PERSONAL KNOWLEDGE
ENGINE.
The Challenge
Information overload kills productivity. Articles, threads, and insights get bookmarked and forgotten. Traditional note-taking requires manual organization. Knowledge workers need instant recall without the cognitive overhead of searching through scattered files.
The System
A two-workflow automation that turns Slack into an intelligent knowledge repository. Workflow one handles ingestion—it detects URLs vs. text, scrapes web content, strips HTML noise with Gemini AI, and stores clean markdown embeddings in Pinecone. Workflow two provides conversational access through a RAG-powered chat interface using Gemini 2.5 Pro.
THE ARCHITECTURE
Ingestion Pipeline
1. Slack Trigger
Monitors a dedicated Slack channel for incoming content. Acts as the universal input interface for both URLs and raw text.
2. JavaScript Parser
Distinguishes between URLs and pasted text using regex pattern matching. Routes each type to the appropriate processing branch.
3. HTTP Request
Fetches full webpage content for URLs. Handles redirects and extracts complete HTML for AI processing.
4. AI Agent (Gemini)
Strips formatting, removes navigation elements, and preserves core meaning. Converts messy HTML into clean, semantic markdown.

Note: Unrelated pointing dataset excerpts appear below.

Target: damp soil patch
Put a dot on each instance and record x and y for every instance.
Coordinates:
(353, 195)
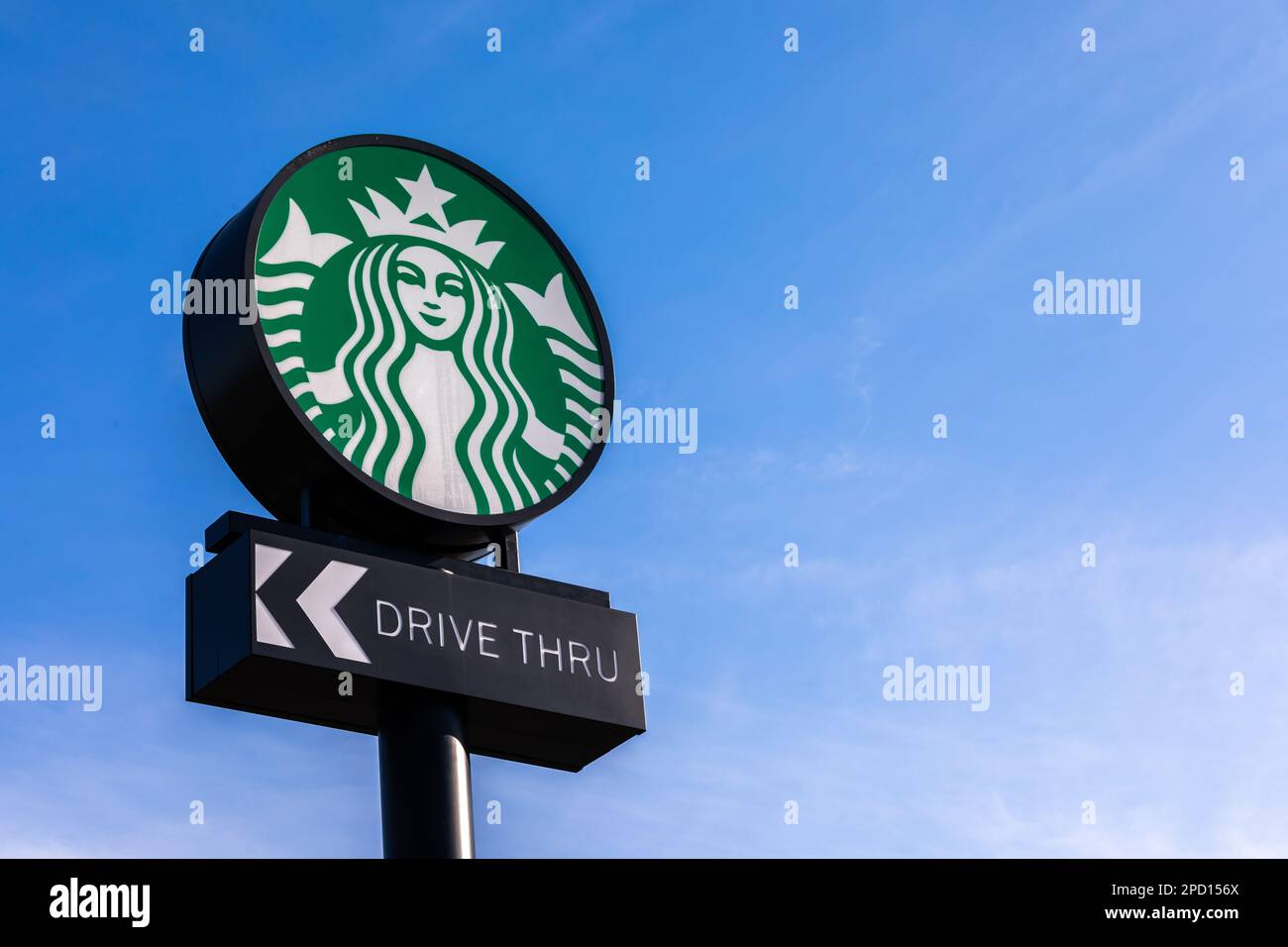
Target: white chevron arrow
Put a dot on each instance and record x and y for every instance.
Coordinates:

5. Recursive Text Splitter
Chunks content into optimal-sized segments for vector embedding. Maintains semantic coherence across splits.
6. Pinecone Vector Store
Indexes embeddings for semantic search. Each chunk becomes queryable through natural language without exact keyword matching.
Query Interface
1. Chat Trigger
Receives natural language questions through the Slack interface. No special syntax or commands required.
2. Vector Retrieval
Searches Pinecone for the top 5 most relevant chunks based on semantic similarity. Bypasses traditional keyword matching limitations.
3. Gemini 2.5 Pro
Synthesizes retrieved chunks into coherent, contextualized answers. Acts as the reasoning layer over retrieved knowledge.
4. RAG Architecture
Ensures responses cite actual saved content rather than hallucinating. Grounds every answer in your documented knowledge base.
THE TECH STACK
n8n
Orchestration layer for both ingestion and query workflows. Handles conditional routing, error handling, and integration logic.
Gemini API
Powers content cleaning during ingestion and conversational responses during queries. Dual-purpose AI layer.
Pinecone
Vector database for semantic search. Enables natural language queries without relying on exact keyword matches.
Slack
User-facing interface for both ingestion and queries. Eliminates the need for separate dashboards or applications.

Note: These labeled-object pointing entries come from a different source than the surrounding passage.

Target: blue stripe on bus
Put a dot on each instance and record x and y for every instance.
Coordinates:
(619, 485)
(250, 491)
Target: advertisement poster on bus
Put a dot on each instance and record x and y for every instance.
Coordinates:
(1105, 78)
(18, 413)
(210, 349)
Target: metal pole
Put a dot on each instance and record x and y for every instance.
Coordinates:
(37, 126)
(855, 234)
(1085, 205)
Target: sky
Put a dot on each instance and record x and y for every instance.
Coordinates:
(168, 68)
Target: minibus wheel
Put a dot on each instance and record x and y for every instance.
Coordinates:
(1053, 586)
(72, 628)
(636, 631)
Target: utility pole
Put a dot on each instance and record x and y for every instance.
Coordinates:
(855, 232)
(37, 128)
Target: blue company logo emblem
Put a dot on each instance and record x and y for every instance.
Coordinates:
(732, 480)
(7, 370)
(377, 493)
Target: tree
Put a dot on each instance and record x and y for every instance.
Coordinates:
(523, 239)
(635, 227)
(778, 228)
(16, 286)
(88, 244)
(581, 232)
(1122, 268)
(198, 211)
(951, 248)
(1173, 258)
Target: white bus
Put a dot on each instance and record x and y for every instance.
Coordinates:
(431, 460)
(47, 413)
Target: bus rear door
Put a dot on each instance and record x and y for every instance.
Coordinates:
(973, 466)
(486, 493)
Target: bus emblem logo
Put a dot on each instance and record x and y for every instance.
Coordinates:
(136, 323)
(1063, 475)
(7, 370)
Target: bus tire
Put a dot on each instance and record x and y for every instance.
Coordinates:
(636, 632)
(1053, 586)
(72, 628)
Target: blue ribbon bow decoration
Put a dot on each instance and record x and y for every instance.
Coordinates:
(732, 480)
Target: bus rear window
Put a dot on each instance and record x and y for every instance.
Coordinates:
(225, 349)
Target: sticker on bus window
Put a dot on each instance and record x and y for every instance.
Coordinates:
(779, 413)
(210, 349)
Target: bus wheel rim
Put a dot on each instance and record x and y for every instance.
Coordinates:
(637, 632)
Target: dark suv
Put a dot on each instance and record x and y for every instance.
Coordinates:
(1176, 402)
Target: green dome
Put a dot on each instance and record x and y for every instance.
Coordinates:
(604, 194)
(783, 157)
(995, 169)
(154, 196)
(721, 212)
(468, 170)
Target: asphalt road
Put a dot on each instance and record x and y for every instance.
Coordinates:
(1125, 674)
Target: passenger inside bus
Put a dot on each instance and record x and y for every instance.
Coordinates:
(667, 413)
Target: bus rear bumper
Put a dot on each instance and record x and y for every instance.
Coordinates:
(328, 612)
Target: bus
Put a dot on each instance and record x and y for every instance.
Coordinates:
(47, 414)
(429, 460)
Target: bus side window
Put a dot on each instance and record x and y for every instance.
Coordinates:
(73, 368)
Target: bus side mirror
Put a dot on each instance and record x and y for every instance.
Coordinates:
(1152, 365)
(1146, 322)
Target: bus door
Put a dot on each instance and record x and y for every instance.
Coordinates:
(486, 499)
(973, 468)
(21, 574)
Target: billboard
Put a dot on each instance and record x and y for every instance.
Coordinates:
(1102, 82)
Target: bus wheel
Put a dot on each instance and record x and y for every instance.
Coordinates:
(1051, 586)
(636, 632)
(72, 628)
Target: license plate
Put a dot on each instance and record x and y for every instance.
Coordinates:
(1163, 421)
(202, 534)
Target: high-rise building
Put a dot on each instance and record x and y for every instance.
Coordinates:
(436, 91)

Drop a link or paste text into Slack—the system handles cleaning, chunking, and indexing automatically.
Query your knowledge base conversationally without remembering exact keywords or file locations.
THE OUTCOME
Zero-friction knowledge capture. Drop a link or paste text into Slack—the system handles the rest. Query your personal knowledge base conversationally without remembering where you saved something or how you tagged it.
The system eliminates the gap between saving information and retrieving insights. No manual categorization. No folder hierarchies. No cognitive overhead. Just instant, contextualized recall from your second brain.